Audiolib 2019 (les Editions de Minuit 2018) - Lu par Clara Brajtman
"Çà raconte Sarah, sa beauté inédite, son nez abrupt d'oiseau rare, ses yeux d'une couleur inouïe, rocailleuse, verte, mais non, pas verte, ses yeux absinthe, malachite, vert-gris rabattu, ses yeux de serpent aux paupières tombantes. Ça raconte le printemps où elle est entrée dans ma vie comme on entre en scène, pleine d'allant, conquérante. Victorieuse"
"Çà raconte çà, le silence tonitruant et les jours cotonneux dans lesquels on flotte, quand on offre la vérité".
La narratrice (dont on ignore le nom) est professeure et mère célibataire. Jusqu'à sa rencontre avec Sarah, une jeune violoniste, elle n'avait jamais été attirée par une femme. L'attraction est réciproque, immédiate et fulgurante.

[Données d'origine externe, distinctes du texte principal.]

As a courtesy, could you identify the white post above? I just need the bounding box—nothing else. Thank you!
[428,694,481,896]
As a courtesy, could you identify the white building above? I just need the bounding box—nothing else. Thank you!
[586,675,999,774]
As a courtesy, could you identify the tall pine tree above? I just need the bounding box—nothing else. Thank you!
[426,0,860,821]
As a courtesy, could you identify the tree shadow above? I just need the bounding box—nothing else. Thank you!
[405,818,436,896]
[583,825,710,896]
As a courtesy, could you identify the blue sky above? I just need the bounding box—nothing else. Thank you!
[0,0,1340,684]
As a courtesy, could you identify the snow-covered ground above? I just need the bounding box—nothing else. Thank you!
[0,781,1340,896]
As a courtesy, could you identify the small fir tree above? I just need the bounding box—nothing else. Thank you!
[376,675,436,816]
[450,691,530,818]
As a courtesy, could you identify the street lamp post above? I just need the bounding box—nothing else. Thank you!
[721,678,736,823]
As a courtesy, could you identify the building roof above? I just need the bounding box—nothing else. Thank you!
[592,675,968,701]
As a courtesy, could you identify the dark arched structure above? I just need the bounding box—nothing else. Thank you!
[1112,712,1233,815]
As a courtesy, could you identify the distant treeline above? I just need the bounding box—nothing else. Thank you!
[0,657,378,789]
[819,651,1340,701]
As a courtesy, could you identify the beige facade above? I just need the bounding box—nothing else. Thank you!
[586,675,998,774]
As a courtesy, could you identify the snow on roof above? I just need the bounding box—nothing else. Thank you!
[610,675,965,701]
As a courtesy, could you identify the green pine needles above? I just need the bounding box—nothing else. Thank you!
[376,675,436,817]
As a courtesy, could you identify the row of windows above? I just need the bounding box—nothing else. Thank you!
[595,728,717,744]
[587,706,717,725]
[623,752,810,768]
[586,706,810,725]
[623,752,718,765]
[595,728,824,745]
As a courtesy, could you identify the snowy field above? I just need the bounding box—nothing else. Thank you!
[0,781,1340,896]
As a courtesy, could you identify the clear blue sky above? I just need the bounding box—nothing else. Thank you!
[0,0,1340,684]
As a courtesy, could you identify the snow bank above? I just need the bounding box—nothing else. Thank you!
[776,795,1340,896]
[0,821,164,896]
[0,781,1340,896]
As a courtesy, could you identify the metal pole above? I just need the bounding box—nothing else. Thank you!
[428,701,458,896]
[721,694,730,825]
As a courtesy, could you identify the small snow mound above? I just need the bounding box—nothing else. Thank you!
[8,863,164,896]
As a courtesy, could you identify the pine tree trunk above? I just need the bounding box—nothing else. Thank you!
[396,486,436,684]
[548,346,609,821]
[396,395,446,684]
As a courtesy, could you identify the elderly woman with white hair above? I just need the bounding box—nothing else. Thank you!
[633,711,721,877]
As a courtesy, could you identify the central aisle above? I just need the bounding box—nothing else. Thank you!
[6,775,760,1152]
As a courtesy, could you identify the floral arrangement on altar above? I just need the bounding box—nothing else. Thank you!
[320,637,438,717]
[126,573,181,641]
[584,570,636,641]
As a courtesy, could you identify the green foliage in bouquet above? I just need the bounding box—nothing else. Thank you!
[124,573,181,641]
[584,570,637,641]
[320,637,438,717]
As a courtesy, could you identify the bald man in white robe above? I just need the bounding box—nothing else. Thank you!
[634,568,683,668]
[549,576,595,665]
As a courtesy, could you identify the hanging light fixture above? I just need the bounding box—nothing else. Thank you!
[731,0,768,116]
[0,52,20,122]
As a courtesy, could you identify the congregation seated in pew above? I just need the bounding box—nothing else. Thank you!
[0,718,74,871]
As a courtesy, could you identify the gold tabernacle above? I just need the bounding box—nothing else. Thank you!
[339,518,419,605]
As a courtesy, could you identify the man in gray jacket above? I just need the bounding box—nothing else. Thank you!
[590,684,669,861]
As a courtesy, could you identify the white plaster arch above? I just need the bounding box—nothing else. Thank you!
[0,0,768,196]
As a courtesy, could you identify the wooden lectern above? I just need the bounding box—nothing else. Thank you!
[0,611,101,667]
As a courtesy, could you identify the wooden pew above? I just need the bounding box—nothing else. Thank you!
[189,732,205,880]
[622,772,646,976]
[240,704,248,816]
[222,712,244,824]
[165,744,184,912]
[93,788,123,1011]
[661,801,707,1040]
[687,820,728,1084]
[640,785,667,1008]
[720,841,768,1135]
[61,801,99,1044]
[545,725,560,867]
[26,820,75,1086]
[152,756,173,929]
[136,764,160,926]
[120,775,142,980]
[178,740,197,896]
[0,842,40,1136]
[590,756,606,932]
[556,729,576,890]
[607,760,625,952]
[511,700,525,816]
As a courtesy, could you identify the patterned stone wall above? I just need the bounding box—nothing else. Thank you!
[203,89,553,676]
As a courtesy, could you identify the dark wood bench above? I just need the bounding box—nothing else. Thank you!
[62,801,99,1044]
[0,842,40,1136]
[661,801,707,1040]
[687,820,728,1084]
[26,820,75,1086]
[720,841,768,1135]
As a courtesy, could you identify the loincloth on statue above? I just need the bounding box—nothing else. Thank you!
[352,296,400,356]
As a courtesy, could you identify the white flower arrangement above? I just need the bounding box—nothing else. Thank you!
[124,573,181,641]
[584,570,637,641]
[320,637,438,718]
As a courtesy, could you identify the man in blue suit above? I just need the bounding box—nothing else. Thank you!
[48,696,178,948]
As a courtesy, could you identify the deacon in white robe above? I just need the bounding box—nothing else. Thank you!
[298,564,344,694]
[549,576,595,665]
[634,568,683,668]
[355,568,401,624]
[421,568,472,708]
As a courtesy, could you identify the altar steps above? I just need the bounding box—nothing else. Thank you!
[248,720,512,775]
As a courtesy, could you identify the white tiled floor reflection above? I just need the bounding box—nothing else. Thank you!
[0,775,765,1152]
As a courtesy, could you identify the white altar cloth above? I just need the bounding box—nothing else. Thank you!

La première partie, celle que j'ai préférée, est centrée sur Sarah. La jeune violoniste doit voyager pour se produire sur scène et les kilomètres qui séparent les deux femmes sont un supplice pour l'une comme pour l'autre. Elles souffrent terriblement du manque lié l'absence et pourtant, quand elles sont réunies, ne parviennent pas à vivre sereinement leur amour. Sarah n'a pas un caractère facile, elle est entière et capable du meilleur comme du pire.
Nous savons dès le départ que leur avenir en commun est compromis. Dans la deuxième partie, le focus est mis sur la narratrice, désormais seule et ravagée. Nous la suivons dans une descente aux enfers vertigineuse et implacable. Nous ne sommes plus à Paris mais à Trieste. Un beau décor mais qui ne parvient pas à détourner la narratrice de sa peine.
Dans la première partie, les deux mots " çà" et "raconte", reviennent comme une ritournelle. Les phrases sont courtes, très rythmées. La deuxième partie est écrite de façon plus classique. La musicalité du texte ressort bien dans la version audio. Le timbre de voix de la lectrice est en parfait accord avec le texte, que je suis ravie d'avoir écouté plutôt que lu en version papier.
"Çà raconte Sarah" évoque la face la plus sombre de la passion amoureuse, celle qui fait perdre la maîtrise de soi. C'est un premier roman a fait parler de lui à la rentrée littéraire. Il a obtenu plusieurs prix. Sans être un coup de cœur, c'est une lecture que j'ai appréciée pour l'originalité de l'écriture.